In [1]:
from string import punctuation
from collections import Counter
from heapq import nlargest
import pathlib
import spacy
from spacy.lang.en.stop_words import STOP_WORDS

---

This notebook helps one to analyze a text document and have an idea about the topic.

----

### Read and tokenize document

In [2]:
"""
This cell:
    initiates an nlp model
    reads doc from a file
    inputs the document to the model    
"""
nlp = spacy.load('en')
file_name = "doc.txt"
doc = nlp(pathlib.Path(file_name).read_text(encoding="utf-8"))

### Preprocessing

In [3]:
"""
This cell:
    removes stopwords
    filters certain words based on their POS
    appends their lemmatized versions in a list
"""

keyword = []
pos_tag = ['PROPN', 'ADJ', 'NOUN', 'VERB']

for token in doc:  
    if (token.text in STOP_WORDS or token.text in punctuation or token.text == "|"):
        continue
    if (token.pos_ in pos_tag):
        keyword.append(token.lemma_)

### Most Common 20 keywords

In [4]:
"""
This cell:
    counts keywords' frequencies
    prints most common 20 keywords and their normalized frequencies
"""    
freq_word = Counter(keyword)
max_freq = Counter(keyword).most_common(1)[0][1]

for word in freq_word.keys():
    freq_word[word] = (freq_word[word]/max_freq)
freq_word.most_common(20)

[('water', 1.0),
 ('cool', 0.28),
 ('site', 0.28),
 ('reuse', 0.24),
 ('wastewater', 0.24),
 ('treatment', 0.24),
 ('clean', 0.2),
 ('facility', 0.2),
 ('plant', 0.16),
 ('process', 0.16),
 ('treat', 0.16),
 ('instal', 0.12),
 ('kao', 0.12),
 ('product', 0.12),
 ('new', 0.12),
 ('production', 0.12),
 ('implement', 0.08),
 ('technology', 0.08),
 ('example', 0.08),
 ('chiller', 0.08)]

### 5 Most Strengthful Sentences

In [5]:
"""
This cell:
    calculates the strength of senteces by adding on keywords' normalized frequencies
    prints 5 top strength senteces
"""
sent_strength = {}
for sent in doc.sents:
    for word in sent:
        if word.text in freq_word.keys():
            if sent in sent_strength.keys():
                sent_strength[sent]+= freq_word[word.text]
            else:
                sent_strength[sent]=freq_word[word.text]
for sent in nlargest(5, sent_strength,key=sent_strength.get):
    print(sent,"\n")

| This concept requires all the water necessary for production processes (cleaning equipment   producing steam etc) to be entirely derived from water recycled in a loop on site  with no water sourced from public water supplies. 

Kao Vietnam Introduced a spray technique for washing and sanitizing tanks  resulting in reducing its use of water and steam Kao Industrial (Thailand) Returns cooling water overflow to a cooling water pool to help eliminate unnecessary water consumption Quimi -Kao  S.A. de C .V. 
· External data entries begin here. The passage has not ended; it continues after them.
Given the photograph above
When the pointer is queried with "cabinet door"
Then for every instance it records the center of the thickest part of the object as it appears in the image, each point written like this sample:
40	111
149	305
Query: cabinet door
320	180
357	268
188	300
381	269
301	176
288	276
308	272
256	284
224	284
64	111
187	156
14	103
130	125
The plant has also implemented other water saving technologies that allow it to reuse condensate water in the cooling towers  ultrasonic cleaning in the canteen  and reusing wastewater instead of withdrawing more city water. 

| Several wastewater treatment approaches are being implemented at our site in Maribor   including using treated rainwater to clean our machines and containers  as well as using river water that has been softened to cool down water samples taken from our boiler.